I asked chaptgpt to explain the idea of principal parts in relation to ancient greek verbs. It answered, but gave the present infinitive as the second principal part. That’s different from Mastronarde. But it can tell you who Mastronarde is.
I asked another question: what is the deictic iota. Chatgpt seemed to confuse the deictic iota with the iota subscript.
I judge that chatgpt is now unready to give grammar advice on ancient Greek. However that it could report even wrong answers is pretty impressive, like an overconfident D student afflicted with the Dunning Kruger effect. But not at all like a good teacher, who makes on-the-spot corrections when students have gone astray.
From previous sessions with chatgpt, I gather that its information hoard is fixed. It cannot learn from an interlocutor’s corrections.
like an overconfident D student afflicted with the Dunning Kruger effect
My feelings exactly! I once asked ”What are the weaknesses of the oral-formulaic theory in Homeric scholarship?” The answer wasn’t exactly wrong, but it wasn’t very good either.
But isn’t that impressive in itself? ChatGPT can’t replace an Albert Einstein, a Leonardo da Vinci or a Martin L. West, but then again - most us can’t! Most of us are unable to write anything but platitudes and excruciatingly bad poetry, just like ChatGPT! It can’t beat a truly gifted human being, but it does an excellent job at being an average Joe. Maybe we shouldn’t call it artificial intelligence - but rather, artificial mediocrity?
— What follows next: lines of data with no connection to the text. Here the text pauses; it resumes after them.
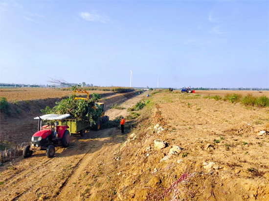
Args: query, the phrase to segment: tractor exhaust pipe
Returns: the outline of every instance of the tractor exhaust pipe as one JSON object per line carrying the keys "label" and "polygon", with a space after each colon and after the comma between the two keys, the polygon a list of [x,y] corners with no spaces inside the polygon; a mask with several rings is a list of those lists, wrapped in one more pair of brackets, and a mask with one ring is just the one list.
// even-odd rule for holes
{"label": "tractor exhaust pipe", "polygon": [[38,118],[39,118],[39,120],[38,120],[38,128],[37,128],[37,131],[39,131],[41,127],[41,119],[40,119],[40,117],[39,116],[38,116]]}

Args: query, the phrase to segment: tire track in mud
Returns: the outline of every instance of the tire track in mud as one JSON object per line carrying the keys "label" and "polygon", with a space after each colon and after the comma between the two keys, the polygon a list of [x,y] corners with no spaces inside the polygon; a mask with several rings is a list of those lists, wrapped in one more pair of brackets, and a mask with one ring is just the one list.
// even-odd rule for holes
{"label": "tire track in mud", "polygon": [[[24,171],[23,170],[21,170],[19,173],[16,173],[16,174],[14,174],[13,175],[11,176],[10,177],[8,178],[6,178],[3,181],[4,182],[5,182],[7,181],[9,181],[9,180],[11,180],[12,179],[13,177],[15,177],[15,176],[17,176],[18,177],[18,174],[23,174],[23,175],[21,176],[21,177],[20,177],[20,178],[15,178],[15,179],[17,179],[17,180],[16,181],[9,181],[9,182],[11,182],[11,183],[13,183],[15,181],[17,182],[20,179],[22,179],[22,178],[23,177],[25,177],[25,176],[26,175],[29,175],[30,173],[32,173],[34,171],[37,170],[37,169],[38,169],[39,167],[41,167],[43,165],[45,165],[46,164],[47,162],[48,162],[48,161],[49,161],[50,160],[52,160],[53,159],[54,159],[53,158],[50,158],[50,159],[49,159],[48,160],[47,160],[47,161],[45,161],[43,162],[42,163],[41,163],[41,164],[36,166],[35,167],[34,167],[34,168],[31,168],[30,170],[29,170],[29,171],[27,172],[25,172],[25,171]],[[21,176],[21,175],[20,175]]]}
{"label": "tire track in mud", "polygon": [[[98,134],[97,134],[97,135],[95,135],[94,138],[98,138],[98,137],[100,138],[100,137],[102,137],[102,133],[98,133]],[[95,138],[95,140],[98,140],[98,138]],[[92,141],[91,142],[93,142],[93,141],[94,141],[94,142],[95,142],[95,140]],[[63,182],[62,184],[61,185],[61,186],[59,187],[59,190],[58,190],[58,192],[61,192],[61,189],[63,188],[63,187],[65,186],[65,185],[68,181],[70,177],[71,177],[72,176],[73,172],[75,171],[76,169],[77,169],[78,167],[78,166],[79,166],[80,164],[83,161],[83,160],[85,158],[85,157],[88,154],[89,154],[90,152],[91,152],[91,152],[95,152],[96,149],[98,149],[100,148],[100,147],[101,147],[101,146],[104,144],[104,142],[103,142],[103,141],[100,142],[99,143],[95,143],[95,144],[94,144],[94,146],[96,146],[96,147],[94,147],[94,148],[93,148],[91,146],[91,143],[90,143],[90,144],[88,145],[88,147],[90,147],[90,149],[89,150],[88,150],[88,151],[86,153],[85,153],[85,154],[83,154],[83,156],[81,158],[80,158],[80,159],[79,159],[78,161],[75,164],[74,164],[74,166],[72,168],[72,171],[71,171],[71,173],[69,174],[68,174],[68,175],[67,176],[67,178],[66,179],[66,180],[65,180],[64,182]],[[75,146],[78,146],[78,147],[81,147],[81,147],[84,147],[84,142],[80,142],[80,143],[79,143],[79,144],[76,144]],[[78,148],[78,147],[77,147],[77,148]],[[75,150],[73,150],[73,151],[75,151]],[[68,153],[69,153],[67,152],[66,154],[68,155]],[[55,159],[55,160],[57,160],[56,159],[57,159],[57,158],[59,159],[58,158],[53,158],[50,159]],[[54,161],[55,161],[55,160],[54,160]],[[48,161],[49,161],[49,160],[48,160]],[[55,161],[57,162],[57,161]],[[52,162],[52,161],[51,161],[51,162]],[[59,162],[61,162],[59,161]],[[59,164],[59,162],[56,162],[56,163],[55,164],[56,166],[57,166]],[[64,167],[64,166],[63,166],[62,167]],[[52,167],[51,169],[54,169],[54,168]],[[64,168],[63,169],[63,170],[62,171],[62,172],[63,172],[63,170],[64,170]],[[50,172],[49,170],[48,171]],[[23,190],[23,192],[20,193],[19,195],[17,195],[12,200],[10,200],[11,201],[15,201],[19,200],[20,200],[20,199],[22,199],[22,198],[23,198],[24,196],[26,196],[27,197],[27,198],[26,199],[26,200],[29,200],[29,199],[32,199],[32,197],[31,197],[31,196],[29,196],[31,195],[31,194],[32,194],[32,195],[33,195],[34,196],[35,193],[33,193],[33,191],[35,191],[35,193],[36,193],[37,190],[39,188],[42,188],[43,187],[43,185],[42,184],[42,182],[43,181],[43,180],[44,180],[44,179],[48,179],[48,180],[50,180],[50,178],[51,177],[51,175],[50,175],[49,174],[47,174],[47,170],[45,170],[44,171],[43,171],[43,173],[45,172],[45,173],[41,177],[41,178],[38,180],[38,181],[36,181],[36,182],[35,182],[35,183],[34,184],[33,184],[32,186],[31,186],[30,187],[28,187],[27,190]],[[57,174],[57,172],[55,172],[55,173]],[[40,185],[40,184],[41,184],[41,185]],[[36,189],[36,190],[35,190],[35,188],[37,187],[38,187],[37,190]],[[58,194],[59,194],[59,193],[59,193]],[[57,195],[56,195],[56,196],[57,196]],[[51,199],[52,199],[52,198],[51,198]],[[32,198],[32,199],[33,200],[35,200],[36,199],[36,198],[35,198],[34,199],[33,198]]]}
{"label": "tire track in mud", "polygon": [[[99,147],[97,147],[97,148],[93,148],[93,149],[97,149]],[[75,166],[75,167],[74,167],[74,168],[73,168],[73,170],[72,170],[72,172],[71,172],[70,175],[66,179],[65,181],[64,181],[64,182],[63,182],[63,183],[62,184],[62,185],[60,187],[58,191],[56,193],[56,195],[53,197],[54,199],[56,199],[57,198],[58,196],[60,195],[60,194],[62,191],[64,191],[64,192],[66,191],[66,190],[65,190],[65,189],[64,189],[65,187],[67,185],[67,183],[69,182],[69,181],[70,181],[70,182],[72,182],[72,181],[73,181],[73,180],[74,180],[74,177],[73,177],[74,173],[76,171],[77,169],[79,169],[80,168],[81,168],[81,166],[80,166],[80,164],[83,163],[84,161],[85,161],[86,160],[86,159],[87,159],[87,157],[85,157],[86,156],[86,155],[88,155],[89,154],[89,153],[90,152],[90,151],[94,152],[94,151],[92,150],[92,148],[90,149],[87,152],[87,153],[86,153],[84,155],[84,156],[83,156],[83,157],[79,160],[79,161],[78,162],[78,163],[76,164],[76,165]],[[85,160],[83,160],[83,159],[84,159],[84,158],[85,158]],[[86,165],[88,165],[88,164],[89,163],[87,163]],[[84,165],[83,166],[83,168],[84,167],[85,167]],[[72,179],[70,179],[71,178],[72,178]]]}
{"label": "tire track in mud", "polygon": [[[100,155],[101,156],[102,155],[101,153],[104,153],[108,152],[112,152],[112,150],[111,149],[110,146],[108,147],[104,145],[105,143],[112,143],[114,145],[121,141],[121,137],[118,139],[116,139],[117,138],[118,138],[118,136],[117,136],[117,133],[116,130],[114,130],[113,131],[112,135],[110,136],[111,138],[109,141],[102,143],[101,144],[98,145],[98,147],[92,149],[87,152],[87,154],[85,156],[85,158],[80,161],[79,164],[78,164],[76,168],[73,170],[72,173],[68,176],[64,183],[63,183],[60,189],[59,189],[59,191],[57,193],[57,195],[54,196],[54,201],[62,201],[67,200],[67,199],[68,199],[68,200],[77,200],[74,199],[74,197],[78,195],[75,195],[75,191],[70,190],[71,188],[74,187],[74,185],[72,184],[78,182],[78,181],[79,180],[79,178],[81,175],[81,173],[83,173],[84,171],[87,169],[88,166],[92,165],[94,162],[96,162],[96,160],[98,161],[100,160],[100,158],[98,158],[98,156]],[[109,138],[107,134],[105,135],[105,136],[107,137],[107,138]],[[98,152],[96,149],[99,149]],[[90,151],[92,151],[90,152]],[[69,194],[71,192],[72,192],[72,196],[73,197],[72,198],[68,198],[69,196],[68,194]]]}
But isn’t that impressive in itself?
Absolutely! I hope I didn’t sound too negative. chatgpt takes my questions and gives answers relevant to the question, in English I can understand. That is a wonderful achievement. It may be that teaching it codified principles–for example grammar precepts, engineering standards, safety regulations–is less difficult.
From previous sessions with chatgpt, I gather that its information hoard is fixed. > It cannot learn from an interlocutor’s corrections> .
There is ample evidence on these boards that many humans are like this too.
But I wonder if it’s true that chatgpt cannot learn from the questions? I asked a number of questions about accents and when I pointed out that it had made mistakes it acknowledged this and corrected it .
Here’s a blog post about what ChatGPT actually is that I found interesting. (But please note that I don’t know much about AI.)
https://acoup.blog/2023/02/17/collections-on-chatgpt/
The blog contains lots of other material about the classical world and ancient history that might interest folks here as well (how textiles were produced, logistics of ancient warfare, how fortifications work, how ancient Sparta was actually a horrible place etc,).